Com a desflorestação em cerca de 15% da área original e o aumento médio da temperatura global em 1,5° C registado em 2023 em comparação com a média pré-Revolução Industrial, os cientistas estão cada vez mais preocupados.

“A continuação do aquecimento global que induz secas severas na Amazónia, como as de 2005, 2010, 2015-16 e a seca recorde de 2023-24, é um elemento-chave do ponto de inflexão. Isso está associado à desflorestação em grande escala”, comenta Nobre, citando as regiões leste e sul da Amazónia, cobertas por pastagens degradadas.

O Rio Negro, em Manaus, alcançou o seu nível mais baixo em 117 anos de registos em 2023, ficando quatro centímetros abaixo do recorde negativo anterior, registado em 2010. Sem via fluvial, comunidades ribeirinhas ficam isoladas.
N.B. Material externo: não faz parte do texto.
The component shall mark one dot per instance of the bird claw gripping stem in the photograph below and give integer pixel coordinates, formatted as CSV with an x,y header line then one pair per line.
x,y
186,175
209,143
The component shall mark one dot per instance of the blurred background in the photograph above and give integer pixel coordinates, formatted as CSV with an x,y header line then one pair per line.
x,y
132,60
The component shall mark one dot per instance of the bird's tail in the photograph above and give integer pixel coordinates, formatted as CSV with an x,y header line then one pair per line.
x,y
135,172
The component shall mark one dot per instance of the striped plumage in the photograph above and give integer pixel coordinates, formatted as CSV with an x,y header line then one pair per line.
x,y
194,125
De “savanização” a “degradação”

Maior bioma do país, a Amazónia é abrigo para mais de 10% da biodiversidade terrestre do planeta. Só plantas, são cerca de 15 mil espécies.

Quando Nobre iniciou os estudos sobre o ponto de não retorno da floresta, o termo “savanização” da Amazónia foi adotado para indicar que a mata densa desapareceria e daria lugar a uma vegetação mais pobre. Com o avanço dos estudos, os cientistas preferiram abolir esse termo.

“É importante não usar mais o termo ‘savanização’ na Amazónia. Grande parte da mudança deve gerar ecossistemas degradados, e não se pode chamar isso de savana. As pessoas que trabalham com savanas ficam incomodadas. Temos que chamá-lo de de degradação da Amazónia, é mais apropriado”, sugere Flores, lembrando que a savana mais biodiversa do mundo também está no Brasil, o bioma Cerrado.

Carlos Nobre concorda. “Criei o termo há cerca de 30 anos, mas as savanas tropicais ao sul e ao norte da Floresta Amazónica são muito ricas em biodiversidade e grande quantidade de armazenamento de carbono”, afirma.

Os novos ecossistemas degradados, que dominarão o cenário caso o ponto de não retorno seja alcançado, terão pouca cobertura de copas de árvores, baixa biodiversidade e pouco armazenamento de carbono, indica o estudo da Nature.